La métropole a répondu mardi 7 février aux questions du journal local Petit Bulletin, et argue d’une décision motivée par le manque d’emplacements fixes disponibles sur le secteur fluvial du Grand Lyon ; priorité à la circulation, on ne souhaite pas "accroître le nombre de bateaux stationnaires." Un argument établi, comme en atteste le témoignage de Romain Blachier, en charge de la culture dans le 7e arrondissement ; lui, souhaitait accueillir le Sonic, une péniche-club rock de la ville, et s’est vu opposer un refus au même motif.
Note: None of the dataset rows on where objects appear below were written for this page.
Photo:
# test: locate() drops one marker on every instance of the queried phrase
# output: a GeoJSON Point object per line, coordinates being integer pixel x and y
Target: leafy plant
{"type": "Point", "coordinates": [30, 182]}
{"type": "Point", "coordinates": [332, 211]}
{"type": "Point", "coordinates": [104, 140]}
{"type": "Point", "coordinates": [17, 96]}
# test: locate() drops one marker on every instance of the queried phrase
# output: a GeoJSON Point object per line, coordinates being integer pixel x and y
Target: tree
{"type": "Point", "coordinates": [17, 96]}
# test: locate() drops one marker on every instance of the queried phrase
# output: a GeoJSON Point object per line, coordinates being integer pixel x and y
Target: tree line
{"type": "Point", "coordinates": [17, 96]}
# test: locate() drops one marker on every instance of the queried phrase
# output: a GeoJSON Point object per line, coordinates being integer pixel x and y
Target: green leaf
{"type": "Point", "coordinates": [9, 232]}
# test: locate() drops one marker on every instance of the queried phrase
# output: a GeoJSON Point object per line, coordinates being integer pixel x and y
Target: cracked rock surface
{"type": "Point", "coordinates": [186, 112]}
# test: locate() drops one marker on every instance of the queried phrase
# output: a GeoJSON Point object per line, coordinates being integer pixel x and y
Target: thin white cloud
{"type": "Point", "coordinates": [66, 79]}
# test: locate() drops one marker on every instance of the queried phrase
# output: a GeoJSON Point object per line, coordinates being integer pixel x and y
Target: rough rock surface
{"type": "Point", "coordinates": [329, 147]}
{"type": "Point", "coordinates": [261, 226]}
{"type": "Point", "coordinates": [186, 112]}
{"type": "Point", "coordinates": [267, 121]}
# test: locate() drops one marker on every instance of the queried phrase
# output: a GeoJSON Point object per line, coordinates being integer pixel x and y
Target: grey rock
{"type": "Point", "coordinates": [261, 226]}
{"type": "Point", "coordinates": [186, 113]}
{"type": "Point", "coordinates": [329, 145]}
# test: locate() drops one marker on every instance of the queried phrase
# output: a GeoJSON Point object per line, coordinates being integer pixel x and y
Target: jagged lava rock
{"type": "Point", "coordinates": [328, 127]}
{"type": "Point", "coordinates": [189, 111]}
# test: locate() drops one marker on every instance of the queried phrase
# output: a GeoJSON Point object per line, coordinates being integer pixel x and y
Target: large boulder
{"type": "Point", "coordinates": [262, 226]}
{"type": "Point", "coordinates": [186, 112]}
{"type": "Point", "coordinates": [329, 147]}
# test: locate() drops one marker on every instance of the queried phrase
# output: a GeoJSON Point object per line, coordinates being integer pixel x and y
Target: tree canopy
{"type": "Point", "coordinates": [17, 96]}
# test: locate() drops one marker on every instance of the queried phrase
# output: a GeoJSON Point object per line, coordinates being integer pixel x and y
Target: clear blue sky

Comment le projet a-t-il alors pu s’approcher autant de la complétion, s’il était condamné d’avance ? Selon Roland Bernard, conseiller délégué en charge du Fleuve et de ses Aménagements, un refus avait été adressé à Mona Van Cocto, le propriétaire du groupe qui possède le Razzle, mais aussi le Batofar à Paris et l'I.BOAT à Bordeaux, par courrier dès le 17 août 2016. "Ils ont tout fait à l'envers, ont acheté le bateau, entamé des travaux, sans vérifier la disponibilité d'un emplacement ni solliciter une autorisation. Ils sont venus me voir en dernier."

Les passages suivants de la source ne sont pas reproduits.